Second, you stop re-finding the same things. A common pattern people describe is saving something, losing it, and saving it again, ending up with three screenshots of the same recipe or song. When you can search by description across everything you have saved, that loop ends too.

Third, the pile stops being a monument to your good intentions. It becomes a quiet resource that gives things back when they are useful and stays out of your way the rest of the time. The 37 percent of anxiety that research tied to digital hoarding lives almost entirely in that gap between saving and finding. Close the gap and the weight goes with it.

None of this asks you to save less or to discipline yourself into a tidier system. That advice has been around for years and it has not helped anyone, because the problem was never your saving habit. The problem was that saving had no exit. Things went in and nothing reliable brought them back out. Give the pile an exit and the same habit that used to generate stress starts generating something useful instead.

You were never disorganized. You were carrying hundreds of small open loops with no way to close them. The answer is not to save less or to delete more. It is to save freely, and trust that it comes back.

FAQ

Is digital hoarding actually linked to anxiety, or does it just feel that way? It is measured. A 2022 study of 846 people found digital hoarding explained 37 percent of the variance in anxiety, and women were about 27 percent more affected.
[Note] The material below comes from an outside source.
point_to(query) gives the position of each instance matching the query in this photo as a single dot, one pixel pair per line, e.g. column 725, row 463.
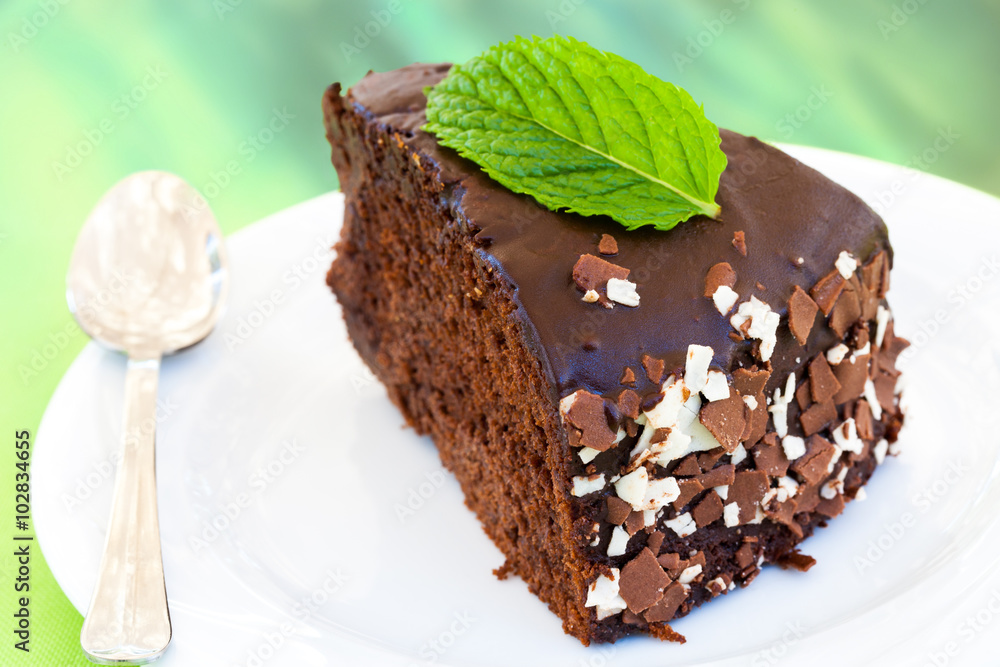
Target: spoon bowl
column 147, row 277
column 147, row 274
The feeling has real research behind it.

If deleting everything does not help, what does? Deleting closes loops by force and throws away what mattered, so the pile rebuilds. What helps is trusting that the right saved item will resurface when you need it, which removes the underlying reason the pile felt heavy.

How is dEssence different from a notes app or read-later list? Those are places to store things, which is the part you already do well. dEssence focuses on the part everyone struggles with: getting things back. You save without organizing, then find anything by describing it in plain language, and relevant saves resurface when a topic returns.